People with high-grade dysplasia are faced with the stressful decision of whether to undergo surgical removal of the esophagus and endure the lifestyle changes that loss of the esophagus involves, or whether to proceed with intensive monitoring, realizing that monitoring is not totally effective and that cancer may not always be detected early. People faced with this decision should discuss the matter with their doctors, their loved ones, and support group members to get a balanced picture of how their lives may be changed by their choices.

Resources

BOOKS

Sharma, Prateek, Richard E. Sampliner, and Bradley Marino. Barrett's Esophagus and Esophageal Adenocarcinoma, 2nd ed. Boston: Blackwell Science, 2001.

PERIODICALS

D'Eprio, Nancy. "Barrett's Esophagus: Put Guidelines Into Practice." Patient Care 33 (September 1999): 73.

Jankowski, Janusz, et. al. "Barrett's Metaplasia." The Lancet 356 (December 2000): 2079.

McGarrity, Thomas. "Barrett's Oesophagus: The Continuing Conundrum." British Medical Journal 321 (November 2000): 1238.

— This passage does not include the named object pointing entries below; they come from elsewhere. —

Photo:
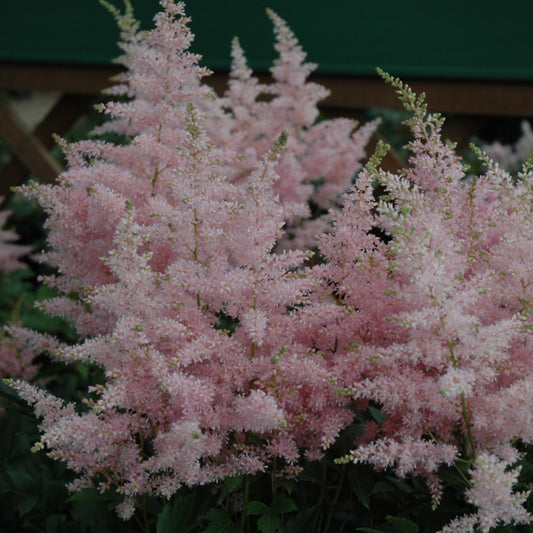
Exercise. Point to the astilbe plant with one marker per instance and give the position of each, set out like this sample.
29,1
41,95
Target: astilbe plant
165,265
512,157
16,360
431,318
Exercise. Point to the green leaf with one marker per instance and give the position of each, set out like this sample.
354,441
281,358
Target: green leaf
232,484
53,523
220,522
269,522
403,524
88,503
27,504
283,504
257,507
181,515
303,521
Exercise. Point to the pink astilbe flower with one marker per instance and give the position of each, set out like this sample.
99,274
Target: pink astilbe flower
321,158
512,157
180,298
430,315
16,359
10,252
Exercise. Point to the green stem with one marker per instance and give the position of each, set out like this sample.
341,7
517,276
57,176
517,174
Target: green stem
335,498
244,514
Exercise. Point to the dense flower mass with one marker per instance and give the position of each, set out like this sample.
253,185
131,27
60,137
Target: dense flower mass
433,321
166,243
15,359
223,353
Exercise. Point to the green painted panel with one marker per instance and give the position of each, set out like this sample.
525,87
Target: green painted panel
459,39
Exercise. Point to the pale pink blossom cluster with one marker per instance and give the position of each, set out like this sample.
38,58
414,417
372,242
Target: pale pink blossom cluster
10,252
167,244
432,322
511,157
15,358
222,353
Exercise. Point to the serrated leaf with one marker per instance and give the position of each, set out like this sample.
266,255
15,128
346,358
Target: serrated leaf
232,484
221,522
283,504
256,507
181,515
27,504
403,524
269,522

Morales, Thomas G. and Richard E. Sampliner. "Barrett'sEsophagus." Archives of Internal Medicine. 159 (July 1999): 1411.

ORGANIZATIONS

American Cancer Society. (800) ACS-2345. <http://www.cancer.org>.

OTHER

Cancerlinksusa. <http:cancerlinksusa.com>.

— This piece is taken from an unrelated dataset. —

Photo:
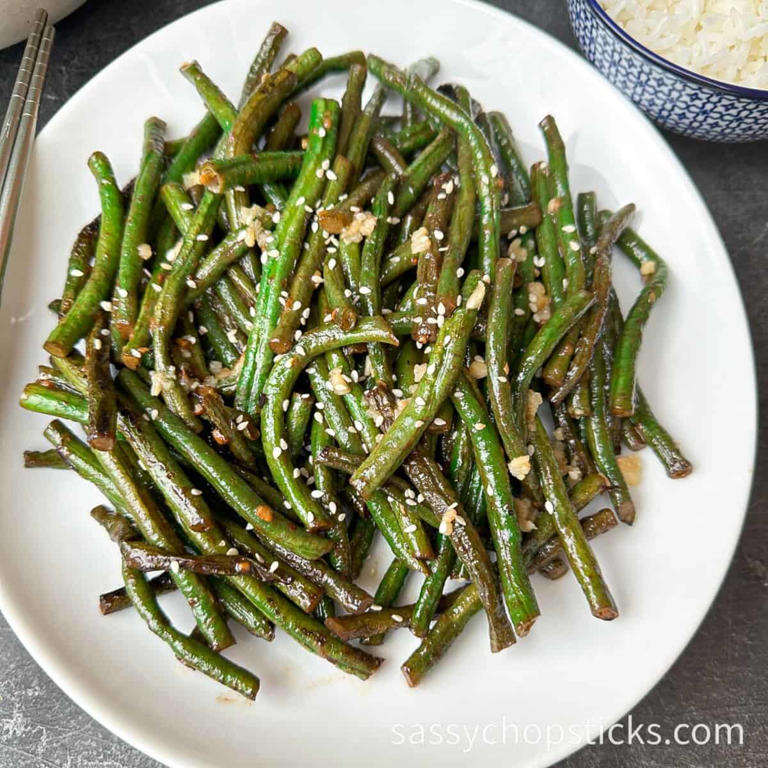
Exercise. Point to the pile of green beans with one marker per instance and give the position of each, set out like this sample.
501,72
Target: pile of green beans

OncoLink University of Pennsylvania Cancer Center. <http://cancer.med.upenn.edu/disease/esophageal>.

Tish Davidson, A.M.

KEY TERMS

Diaphragm

The muscle that separates the abdominal cavity (stomach and intestines) from the thoracic cavity (heart and lungs).

Dysplasia

The abnormal change in size, shape, or organization of adult cells.

QUESTIONS TO ASK THE DOCTOR

  • How would you characterize the changes in the cells in my esophagus?
  • What kind of drugs will you prescribe to control my reflux?
  • What frequency of endoscopic monitoring do you propose?
  • What are the chances of my Barrett's esophagus progressing to adenocarcinoma?
  • If high-grade dysplasia is present, where can I get a second opinion?
  • If high-grade dysplasia is present, what is involved in a esophagectomy?
  • What is daily life like after an esophagectomy?
  • Where can I find out more about clinical trials using drugs and light from a laser (called endoscopic laser photablation) to treat adenocarcinoma?
  • What changes in my lifestyle can I make to help control my reflux?
  • If my GERD cannot be controlled with medication, what is involved in surgery to control reflux?
  • Are there any particular signs or symptoms that suggest that I should see a doctor immediately rather than waiting until my next scheduled endoscopy?